I think CUDA benefit from the fact that it was developed long time ago with a lot of users and have time to become very mature and stable. So it can handle the coming AI mania relatively easy. On the other hand, many other AI vendors just enter this market after this AI mania, so their toolkits do not have the time to become mature and stable.
From what I've heard, Google's TPU also have relatively good software stacks, and they also developed for quite a long time, although they don't have a lot of users. In AMD's case, it's unfortunate that they didn't spend enough resources on this when GPGPU became a thing. Their main tools are all developed relatively recently, so that's to be expected. One day when the AI software market becomes mature, I think AMD will be able to catch up, but of course at that time the profit margins won't be so pretty anymore.
I'm not underplaying the importance of a software platform's stability but I am somewhat dubious of the assessment that the other features behind the platform itself lead to any tangible anciliary advantages in the case of AI inferencing ...
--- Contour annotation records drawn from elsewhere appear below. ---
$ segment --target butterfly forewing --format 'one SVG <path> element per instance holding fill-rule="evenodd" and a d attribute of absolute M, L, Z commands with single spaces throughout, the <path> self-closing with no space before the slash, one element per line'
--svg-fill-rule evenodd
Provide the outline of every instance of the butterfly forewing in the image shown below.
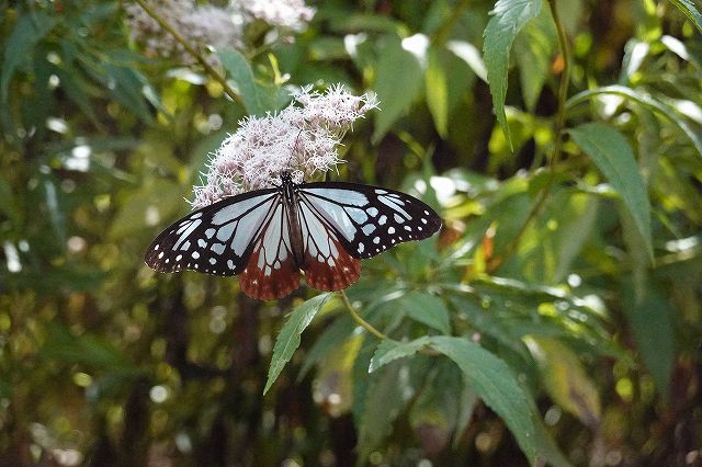
<path fill-rule="evenodd" d="M 298 193 L 303 204 L 322 217 L 338 232 L 348 253 L 358 259 L 431 237 L 441 227 L 441 218 L 431 207 L 393 190 L 320 182 L 302 184 Z"/>
<path fill-rule="evenodd" d="M 282 298 L 299 286 L 299 270 L 291 244 L 287 206 L 280 202 L 252 240 L 252 253 L 239 283 L 250 297 Z"/>
<path fill-rule="evenodd" d="M 356 282 L 361 262 L 347 252 L 338 229 L 302 197 L 297 214 L 307 283 L 318 291 L 339 291 Z"/>
<path fill-rule="evenodd" d="M 144 260 L 159 272 L 239 274 L 253 250 L 252 239 L 281 198 L 278 189 L 260 190 L 195 210 L 163 230 Z"/>

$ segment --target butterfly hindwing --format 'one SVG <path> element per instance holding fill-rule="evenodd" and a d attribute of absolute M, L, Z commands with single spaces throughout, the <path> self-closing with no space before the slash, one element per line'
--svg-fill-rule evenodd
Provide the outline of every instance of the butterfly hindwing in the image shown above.
<path fill-rule="evenodd" d="M 271 300 L 299 287 L 286 209 L 279 202 L 252 241 L 251 257 L 239 277 L 241 289 L 250 297 Z"/>
<path fill-rule="evenodd" d="M 302 204 L 325 218 L 348 253 L 358 259 L 380 254 L 397 243 L 431 237 L 441 218 L 408 194 L 342 182 L 304 183 Z"/>
<path fill-rule="evenodd" d="M 330 223 L 298 198 L 305 278 L 318 291 L 339 291 L 359 280 L 361 261 L 351 257 Z"/>
<path fill-rule="evenodd" d="M 176 221 L 151 242 L 146 263 L 159 272 L 194 270 L 239 274 L 253 251 L 252 239 L 281 204 L 278 189 L 227 197 Z"/>

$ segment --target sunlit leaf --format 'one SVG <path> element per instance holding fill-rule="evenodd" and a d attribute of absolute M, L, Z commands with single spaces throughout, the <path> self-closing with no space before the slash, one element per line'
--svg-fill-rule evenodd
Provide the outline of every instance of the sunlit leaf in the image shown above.
<path fill-rule="evenodd" d="M 700 10 L 694 5 L 694 2 L 691 0 L 670 0 L 670 3 L 678 7 L 678 10 L 688 16 L 688 20 L 694 24 L 694 27 L 702 33 L 702 14 L 700 14 Z"/>
<path fill-rule="evenodd" d="M 492 106 L 510 148 L 512 140 L 505 113 L 510 49 L 517 34 L 531 19 L 536 18 L 540 11 L 541 0 L 498 0 L 490 12 L 492 18 L 485 29 L 483 53 Z"/>
<path fill-rule="evenodd" d="M 622 98 L 630 99 L 633 102 L 644 105 L 649 111 L 665 116 L 673 124 L 676 124 L 688 138 L 690 138 L 690 141 L 692 141 L 692 144 L 694 145 L 698 153 L 702 156 L 702 138 L 700 138 L 698 132 L 695 132 L 690 125 L 688 125 L 688 123 L 680 117 L 680 115 L 673 107 L 645 92 L 636 91 L 624 86 L 605 86 L 602 88 L 595 88 L 582 91 L 568 99 L 568 101 L 566 102 L 566 109 L 571 109 L 573 106 L 593 99 L 600 94 L 620 95 Z"/>
<path fill-rule="evenodd" d="M 642 244 L 653 259 L 648 193 L 626 138 L 611 126 L 600 123 L 584 124 L 568 133 L 620 194 L 634 220 Z"/>
<path fill-rule="evenodd" d="M 293 357 L 293 353 L 295 353 L 299 346 L 301 334 L 305 328 L 309 326 L 315 315 L 317 315 L 325 303 L 327 303 L 329 297 L 331 297 L 331 294 L 319 294 L 297 306 L 290 315 L 275 340 L 273 357 L 271 358 L 271 366 L 268 371 L 263 394 L 268 392 L 285 367 L 285 364 Z"/>

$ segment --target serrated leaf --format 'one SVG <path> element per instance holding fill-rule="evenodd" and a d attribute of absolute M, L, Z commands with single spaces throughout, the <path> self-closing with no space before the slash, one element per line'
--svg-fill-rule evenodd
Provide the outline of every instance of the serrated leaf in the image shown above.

I presume that the reason why CUDA is currently dominant in AI is purely down to the fact that there's no percieved benefit (performance/cost/etc or otherwise) for the opportunity cost of discovering those minefields with more specialized or fragmented platforms ...
Also if your implication/belief that growth in AI will come to a halt or even decline before the other players like AMD will be able to profit off from it then where does that leave the very leader (Nvidia) of the field itself whose firm is clearly the most exposed to any deflationary phenomenon in that sector ?
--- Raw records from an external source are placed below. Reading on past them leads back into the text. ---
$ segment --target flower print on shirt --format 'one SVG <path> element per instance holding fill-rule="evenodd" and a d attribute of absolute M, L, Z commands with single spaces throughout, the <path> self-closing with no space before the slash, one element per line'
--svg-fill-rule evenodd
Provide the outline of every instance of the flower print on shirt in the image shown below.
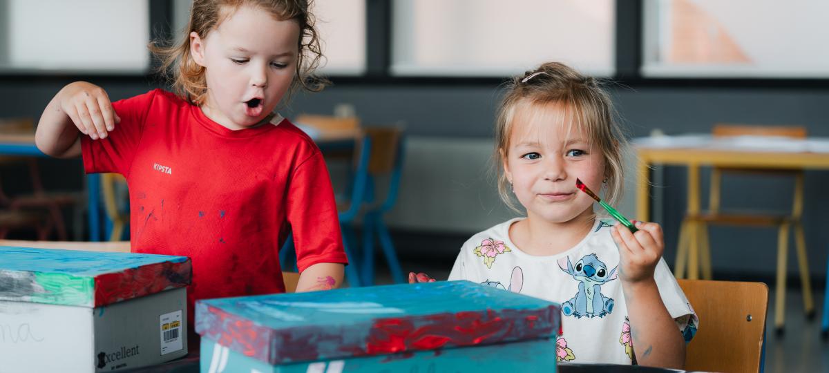
<path fill-rule="evenodd" d="M 624 353 L 630 357 L 630 360 L 635 360 L 633 357 L 633 337 L 630 336 L 630 320 L 628 317 L 624 317 L 624 322 L 622 323 L 622 337 L 619 337 L 619 343 L 624 346 Z"/>
<path fill-rule="evenodd" d="M 495 261 L 495 257 L 499 254 L 510 253 L 512 250 L 510 249 L 504 241 L 499 241 L 488 238 L 481 242 L 481 245 L 476 247 L 474 251 L 476 255 L 483 257 L 483 264 L 487 264 L 487 268 L 492 269 L 492 262 Z"/>
<path fill-rule="evenodd" d="M 563 337 L 555 339 L 555 361 L 570 361 L 575 359 L 573 350 L 567 346 L 567 340 Z"/>

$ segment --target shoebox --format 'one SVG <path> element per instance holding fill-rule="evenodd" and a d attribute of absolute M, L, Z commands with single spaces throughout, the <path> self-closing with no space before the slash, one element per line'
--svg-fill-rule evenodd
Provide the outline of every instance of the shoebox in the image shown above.
<path fill-rule="evenodd" d="M 187 354 L 182 256 L 0 247 L 0 371 L 103 372 Z"/>
<path fill-rule="evenodd" d="M 200 300 L 196 332 L 202 372 L 555 372 L 560 315 L 448 281 Z"/>

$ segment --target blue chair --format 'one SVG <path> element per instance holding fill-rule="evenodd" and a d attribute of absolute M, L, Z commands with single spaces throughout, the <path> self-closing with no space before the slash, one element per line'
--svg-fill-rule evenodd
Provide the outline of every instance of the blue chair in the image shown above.
<path fill-rule="evenodd" d="M 389 212 L 397 200 L 397 191 L 400 184 L 403 169 L 403 157 L 405 153 L 405 137 L 401 127 L 366 128 L 366 137 L 371 138 L 374 148 L 368 168 L 368 187 L 366 202 L 371 206 L 363 218 L 363 250 L 361 264 L 361 280 L 364 284 L 374 284 L 374 243 L 379 240 L 380 246 L 385 255 L 386 263 L 391 272 L 391 278 L 397 283 L 404 283 L 400 262 L 397 259 L 395 245 L 391 241 L 389 230 L 383 222 L 383 216 Z M 378 180 L 388 177 L 385 199 L 375 202 L 375 188 Z"/>
<path fill-rule="evenodd" d="M 821 334 L 829 339 L 829 260 L 827 260 L 827 287 L 823 293 L 823 322 Z"/>

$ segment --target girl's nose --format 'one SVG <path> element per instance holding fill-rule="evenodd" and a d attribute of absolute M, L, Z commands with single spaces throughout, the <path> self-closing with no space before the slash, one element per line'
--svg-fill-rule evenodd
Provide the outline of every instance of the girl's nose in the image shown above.
<path fill-rule="evenodd" d="M 264 88 L 268 85 L 268 74 L 263 69 L 256 69 L 250 76 L 250 85 Z"/>

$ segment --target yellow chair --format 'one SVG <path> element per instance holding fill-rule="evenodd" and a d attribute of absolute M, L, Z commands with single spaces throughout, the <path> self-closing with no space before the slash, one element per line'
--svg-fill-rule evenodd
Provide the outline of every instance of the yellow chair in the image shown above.
<path fill-rule="evenodd" d="M 737 124 L 717 124 L 712 134 L 715 138 L 731 136 L 776 136 L 796 139 L 806 138 L 806 128 L 801 126 L 753 126 Z M 724 174 L 754 174 L 764 176 L 784 176 L 794 181 L 794 194 L 790 214 L 770 214 L 768 212 L 730 212 L 720 209 L 720 184 Z M 680 230 L 679 245 L 674 275 L 681 279 L 685 274 L 686 262 L 688 262 L 688 279 L 699 278 L 695 268 L 700 261 L 702 278 L 711 279 L 710 248 L 708 240 L 709 225 L 730 225 L 765 226 L 778 228 L 778 262 L 777 293 L 775 295 L 774 325 L 778 333 L 783 330 L 786 297 L 786 260 L 788 250 L 788 232 L 794 230 L 800 269 L 800 279 L 803 290 L 803 303 L 807 317 L 814 316 L 814 304 L 809 282 L 808 265 L 806 257 L 806 240 L 803 234 L 802 216 L 803 211 L 803 171 L 778 169 L 744 169 L 731 167 L 713 167 L 711 170 L 710 191 L 708 211 L 686 215 Z"/>
<path fill-rule="evenodd" d="M 763 283 L 678 279 L 700 317 L 688 343 L 687 371 L 758 372 L 768 308 Z"/>

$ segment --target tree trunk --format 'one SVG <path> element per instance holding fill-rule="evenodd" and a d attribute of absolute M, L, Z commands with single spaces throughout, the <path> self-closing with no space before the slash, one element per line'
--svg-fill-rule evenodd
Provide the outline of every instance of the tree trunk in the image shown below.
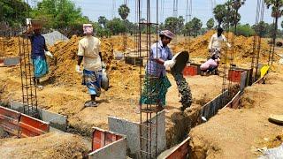
<path fill-rule="evenodd" d="M 273 44 L 273 50 L 272 50 L 272 65 L 273 64 L 273 58 L 274 58 L 274 47 L 275 47 L 275 42 L 276 42 L 276 35 L 277 35 L 277 28 L 278 28 L 278 19 L 279 17 L 276 16 L 275 18 L 275 27 L 273 31 L 273 39 L 272 39 L 272 44 Z"/>

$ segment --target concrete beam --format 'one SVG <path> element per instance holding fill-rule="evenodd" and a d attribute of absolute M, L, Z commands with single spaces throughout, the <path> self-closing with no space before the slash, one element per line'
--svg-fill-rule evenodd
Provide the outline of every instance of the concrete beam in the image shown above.
<path fill-rule="evenodd" d="M 19 112 L 24 112 L 24 104 L 16 101 L 10 102 L 11 109 Z M 40 119 L 50 124 L 50 126 L 66 131 L 67 117 L 55 112 L 51 112 L 41 108 L 37 108 Z"/>
<path fill-rule="evenodd" d="M 119 139 L 119 140 L 118 140 Z M 88 158 L 93 159 L 126 159 L 126 136 L 94 127 L 92 139 L 93 152 Z"/>
<path fill-rule="evenodd" d="M 153 124 L 157 124 L 158 122 L 157 127 L 157 155 L 163 152 L 166 148 L 166 136 L 165 136 L 165 113 L 164 111 L 158 112 L 157 117 L 155 116 L 151 118 L 151 122 Z M 108 117 L 108 125 L 110 131 L 121 133 L 126 136 L 126 143 L 127 143 L 127 155 L 134 158 L 140 157 L 140 124 L 136 122 L 131 122 L 123 118 L 115 117 Z M 154 152 L 156 149 L 156 138 L 155 138 L 156 128 L 152 128 L 151 135 L 152 137 L 152 151 Z M 142 129 L 142 134 L 147 133 L 147 129 Z M 144 146 L 144 142 L 142 142 Z M 145 149 L 145 148 L 143 148 Z"/>

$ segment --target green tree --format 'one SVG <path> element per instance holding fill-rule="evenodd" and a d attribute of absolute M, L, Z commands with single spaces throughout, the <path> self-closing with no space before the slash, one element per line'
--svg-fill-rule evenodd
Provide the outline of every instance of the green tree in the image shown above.
<path fill-rule="evenodd" d="M 231 28 L 230 31 L 233 31 L 233 28 Z M 252 27 L 249 26 L 249 24 L 238 24 L 237 25 L 237 29 L 235 31 L 236 35 L 242 35 L 242 36 L 252 36 L 255 34 L 255 31 L 252 29 Z"/>
<path fill-rule="evenodd" d="M 106 28 L 111 31 L 111 34 L 118 34 L 126 31 L 125 22 L 119 18 L 114 18 L 113 19 L 107 21 Z"/>
<path fill-rule="evenodd" d="M 33 18 L 46 20 L 47 26 L 64 28 L 89 23 L 71 0 L 42 0 L 33 11 Z"/>
<path fill-rule="evenodd" d="M 24 24 L 31 8 L 25 1 L 1 0 L 0 21 L 7 22 L 11 26 L 19 26 Z"/>
<path fill-rule="evenodd" d="M 195 17 L 185 25 L 186 31 L 189 33 L 189 35 L 193 35 L 194 37 L 201 33 L 202 26 L 202 21 Z"/>
<path fill-rule="evenodd" d="M 210 19 L 207 22 L 206 22 L 206 26 L 208 30 L 210 30 L 213 26 L 214 26 L 214 19 Z"/>
<path fill-rule="evenodd" d="M 269 31 L 269 24 L 264 21 L 260 21 L 257 25 L 252 26 L 252 29 L 258 33 L 261 37 L 266 37 Z"/>
<path fill-rule="evenodd" d="M 223 24 L 225 28 L 230 26 L 236 26 L 241 19 L 239 9 L 245 4 L 245 0 L 229 0 L 224 4 L 218 4 L 213 9 L 215 19 L 218 26 Z"/>
<path fill-rule="evenodd" d="M 218 23 L 218 27 L 221 26 L 221 24 L 224 21 L 224 18 L 226 16 L 226 9 L 225 4 L 218 4 L 216 7 L 213 9 L 213 14 L 215 19 Z"/>
<path fill-rule="evenodd" d="M 178 26 L 177 26 L 177 33 L 178 34 L 181 34 L 183 31 L 183 27 L 184 27 L 184 22 L 185 22 L 185 19 L 183 18 L 183 16 L 179 16 L 178 18 Z"/>
<path fill-rule="evenodd" d="M 98 17 L 98 23 L 99 23 L 102 26 L 105 27 L 106 22 L 107 22 L 106 17 L 104 17 L 104 16 L 99 16 L 99 17 Z"/>
<path fill-rule="evenodd" d="M 122 4 L 118 10 L 119 15 L 125 20 L 130 13 L 130 9 L 126 4 Z"/>
<path fill-rule="evenodd" d="M 177 17 L 168 17 L 164 22 L 165 29 L 171 30 L 174 34 L 178 34 L 179 25 L 180 21 Z"/>

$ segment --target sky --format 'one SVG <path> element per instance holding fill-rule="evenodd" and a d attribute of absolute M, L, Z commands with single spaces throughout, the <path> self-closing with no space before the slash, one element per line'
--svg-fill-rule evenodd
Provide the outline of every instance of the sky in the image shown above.
<path fill-rule="evenodd" d="M 33 0 L 32 0 L 33 1 Z M 35 0 L 34 0 L 34 2 Z M 135 2 L 136 0 L 73 0 L 76 6 L 80 7 L 83 15 L 88 16 L 92 21 L 97 21 L 99 16 L 105 16 L 108 19 L 112 17 L 119 17 L 118 8 L 127 1 L 130 8 L 128 19 L 132 22 L 136 21 Z M 174 0 L 150 0 L 151 22 L 157 21 L 157 7 L 158 1 L 158 22 L 163 22 L 166 17 L 173 15 Z M 196 17 L 203 22 L 203 26 L 206 26 L 206 22 L 212 18 L 212 6 L 224 4 L 227 0 L 192 0 L 192 18 Z M 115 2 L 115 3 L 113 3 Z M 164 2 L 164 13 L 161 11 L 161 3 Z M 113 7 L 114 4 L 114 7 Z M 257 0 L 246 0 L 245 4 L 239 10 L 241 15 L 241 24 L 253 25 L 256 22 Z M 178 0 L 178 16 L 183 16 L 186 19 L 187 0 Z M 146 0 L 142 0 L 142 18 L 146 19 Z M 271 9 L 264 7 L 264 20 L 267 23 L 273 21 L 271 17 Z M 279 21 L 279 26 L 281 28 L 281 19 Z"/>

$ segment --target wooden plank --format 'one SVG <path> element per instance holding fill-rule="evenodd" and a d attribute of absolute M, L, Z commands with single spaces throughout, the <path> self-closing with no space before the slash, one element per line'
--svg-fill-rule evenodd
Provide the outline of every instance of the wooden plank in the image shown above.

I think that there are other major factors that are out of control from AI HW vendors such as the (lack of) choice for suppliers between leading edge IC manufacturers (only TSMC is seen as reliable in this regard) and high performance memory module producers (the usual triopoly) so there's not a whole lot of room for competitors to differentiate in terms of cost structure or solutions and they're ultimately left burning resources to get their software up to par ...Yeah, it's quite possible that the stability of CUDA alone is enough for many people to select NVIDIA solutions. Although many analysts did conjecture that since it's very difficult (not to mention expensive) to get NVIDIA GPU there's a big incentive for companies to look for alternative inference solutions. There were also many AI chip companies tried to go into this field but most failed. So it's definitely not because of lack of efforts. Therefore I suspect that most of these solutions (except maybe Google's TPU) are probably not up to snuff yet for various reasons.
Just as predicting the future is a dangerous game, how is it any more reasonable from that perspective to see much higher potential growth in computational power (let alone GPU compute specifically) as a hedge against AI especially with the looming "post-silicon era" (possibiliy as early as the start of next decade) where transistor area scaling will plateau ?To look further into the future (which is of course a foolish endeavor ) I believe even after this AI mania people still need computation power and CUDA is probably still going to be the go to solution. In a way, this AI mania is actually a god send for those who were behind, because the market can be large enough for them to develop their own solutions. But this takes time and I think it's very important that these companies shouldn't abandon their developments just because they can't compete right now. Otherwise it'll just be the same when the next big thing requiring a lot of computation power comes.